From: Cy Schubert <Cy.Schubert_at_cschubert.com>
Date: Wed, 12 Apr 2023 17:37:59 UTC
On April 12, 2023 10:22:25 AM PDT, Charlie Li <vishwin@freebsd.org> wrote:
>Charlie Li wrote:
>> Cy Schubert wrote:
>>> On April 12, 2023 8:51:09 AM PDT, Charlie Li <vishwin@freebsd.org> wrote:
>>>> Cy Schubert wrote:
>>>>> I have a "sandhbox" pool, called t, used for /usr/obj and ports wrkdirs, and other writes I can easily recreate on my laptop. Here are the results of my tests.
>>>>> 
>>>>> Method:
>>>>> 
>>>>> Initially I copied my /usr/obj from my two build machines (one amd64.amd64 and an i386.i386) to my "sandbox" zpool.
>>>>> 
>>>>> Next, with block_cloning disabled I did cp -R of the /usr/obj test files. Then a diff -qr. They source and target directories were the same.
>>>>> 
>>>>> Next, I cleaned up (rm -rf) the target directory to prepare for the
>>>>> block_clone enabled test.
>>>>> 
>>>>> Next, I did zpool checkpoint t. After this, zpool upgrade t. Pool t now has block_cloning enabled.
>>>>> 
>>>>> I repeated the cp -R test from above followed by a diff -qr. Almost
>>>>> every file was different. The pool was corrupted.
>>>>> 
>>>>> I restored the pool by the following removing the corruption:
>>>>> 
>>>>> 
>>>>> slippy# zpool export t
>>>>> slippy# zpool import --rewind-to-checkpoint t
>>>>> slippy#
>>>>> 
>>>>> It is recommended that people avoid upgrading their zpools until the
>>>>> problem is fixed.
>>>>> 
>>>> As of af7624ed3145, I just did this with an md(4)-backed test pool, though with the second `cp -R` landing in a separate dataset, created and destroyed for each test. No corruption either way. However, my poudriere builds still output/package corrupted files (particularly those with null characters), probably after install(1) invocations (not cp(1)).
>>>> 
>>> 
>>> You need to copy from/to the same dataset to reproduce the problem. Copying from a source dataset to a different dataset will avoid block_cloning.
>>> 
>> Got the corruption now.
>> 
>Clarify: no corruption without block_cloning, corruption with.
>
>What is still a mystery to me is how corruption happens even without block_cloning in the poudriere scenario. cp(1)/install(1) always happen within the same dataset, as this test.
>

This is because your pool has previously corrupted blocks. Even when you backed up the old pool, created a new pool without block_cloning and restored your data, because the backup contained corrupted blocks from your old pool, they were restored as is. ZFS can only fix corruption if the checksum says it's corrupt. As far as ZFS was concerned at the time those blocks were not corrupted. You will need to delete the files with corruption and recreate them.

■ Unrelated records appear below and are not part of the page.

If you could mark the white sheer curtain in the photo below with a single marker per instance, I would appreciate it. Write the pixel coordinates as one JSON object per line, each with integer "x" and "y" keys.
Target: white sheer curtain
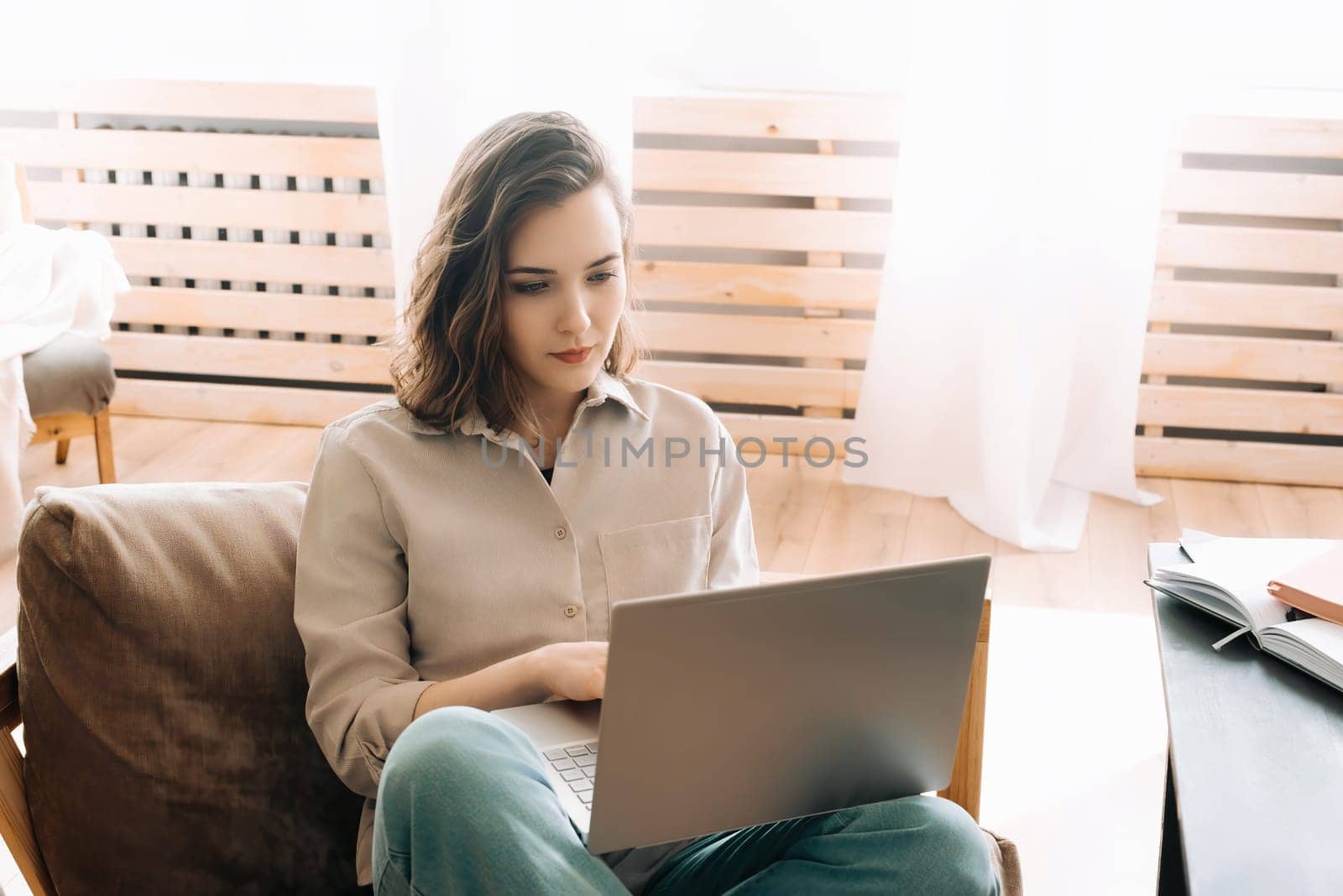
{"x": 1004, "y": 371}
{"x": 452, "y": 70}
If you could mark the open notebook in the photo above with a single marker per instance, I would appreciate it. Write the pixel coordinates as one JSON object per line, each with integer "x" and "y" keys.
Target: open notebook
{"x": 1229, "y": 578}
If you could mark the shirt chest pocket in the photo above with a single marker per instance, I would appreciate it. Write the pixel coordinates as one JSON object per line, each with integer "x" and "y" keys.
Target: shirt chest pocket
{"x": 656, "y": 558}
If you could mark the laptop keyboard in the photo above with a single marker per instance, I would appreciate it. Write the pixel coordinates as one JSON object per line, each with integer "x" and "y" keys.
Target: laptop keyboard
{"x": 577, "y": 766}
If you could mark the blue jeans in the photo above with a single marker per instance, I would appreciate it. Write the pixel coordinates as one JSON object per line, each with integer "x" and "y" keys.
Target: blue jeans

Even after this regression is fixed and people build/install kernel, whatever was corrupted will remain until corrupted files are either removed and recreated or fixed manually.

This regression will have long lasting effects.

Like Kirk McKusick has reiterated many times, back in the old days people didn't trust EXT*FS because of the data corruption experienced. Sadly ZFS will need to earn people's trust back again. This is unfortunate.


-- 
Cheers,
Cy Schubert <Cy.Schubert@cschubert.com>
FreeBSD UNIX:  <cy@FreeBSD.org>  Web:  https://FreeBSD.org
NTP:                     <cy@nwtime.org>    Web:  https://nwtime.org
                                                    e^(i*pi)+1=0

Pardon the typos. Small keyboard in use.